C++で解く爆弾敵問題(Bomb Enemy)― 1発の爆弾で倒せる敵の最大数を求めるアルゴリズム
問題の概要
2次元グリッドが与えられ、各セルは壁「W」、敵「E」、空きマス「0」のいずれかです。この問題では、1つの爆弾で倒せる敵の最大数を求めます。爆弾は設置した地点を起点として、同じ行・同じ列にいるすべての敵を、壁にぶつかるまで倒します。ただし、爆弾を設置できるのは空きマス(0)のみです。
例えば、次のようなグリッドが入力として与えられたとします。

この場合、出力は 3 となります。緑色のマスに爆弾を設置すると、3体の敵を同時に倒せるためです。
解法のアプローチ
すべてのマスについて毎回行・列の敵を数え直すと非効率です。そこで、行方向と列方向の敵の数を再利用することで計算を効率化します。具体的には、以下の手順で解きます。
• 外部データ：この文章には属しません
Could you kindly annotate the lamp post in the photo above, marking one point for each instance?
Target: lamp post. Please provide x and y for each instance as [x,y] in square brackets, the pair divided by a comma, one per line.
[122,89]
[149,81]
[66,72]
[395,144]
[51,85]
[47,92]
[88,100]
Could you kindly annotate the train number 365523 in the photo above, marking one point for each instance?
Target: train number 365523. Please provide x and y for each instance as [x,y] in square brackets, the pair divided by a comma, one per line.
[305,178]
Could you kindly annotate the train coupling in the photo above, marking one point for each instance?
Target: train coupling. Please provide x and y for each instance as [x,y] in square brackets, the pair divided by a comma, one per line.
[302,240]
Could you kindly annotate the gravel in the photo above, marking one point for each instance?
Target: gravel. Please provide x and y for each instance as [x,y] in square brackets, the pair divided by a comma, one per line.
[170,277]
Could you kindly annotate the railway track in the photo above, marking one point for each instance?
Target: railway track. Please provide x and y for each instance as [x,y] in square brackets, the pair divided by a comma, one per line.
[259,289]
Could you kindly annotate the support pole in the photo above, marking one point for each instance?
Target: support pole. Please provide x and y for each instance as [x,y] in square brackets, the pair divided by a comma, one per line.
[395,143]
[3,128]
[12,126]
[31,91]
- 答えを格納する変数 ret を 0 で初期化します。
- n をグリッドの行数、m を列数とします。
- 各列の敵の数を保持するため、サイズ m の配列 colCnt を用意します。
- グリッドを左上から順に走査します。各行について、行の先頭または壁に差しかかったタイミングで、次の壁(または行の終端)までの敵の数を rowCnt として数え直します。
- 同様に、列の先頭または壁に差しかかったタイミングで、次の壁(または列の終端)までの敵の数を colCnt[j] として数え直します。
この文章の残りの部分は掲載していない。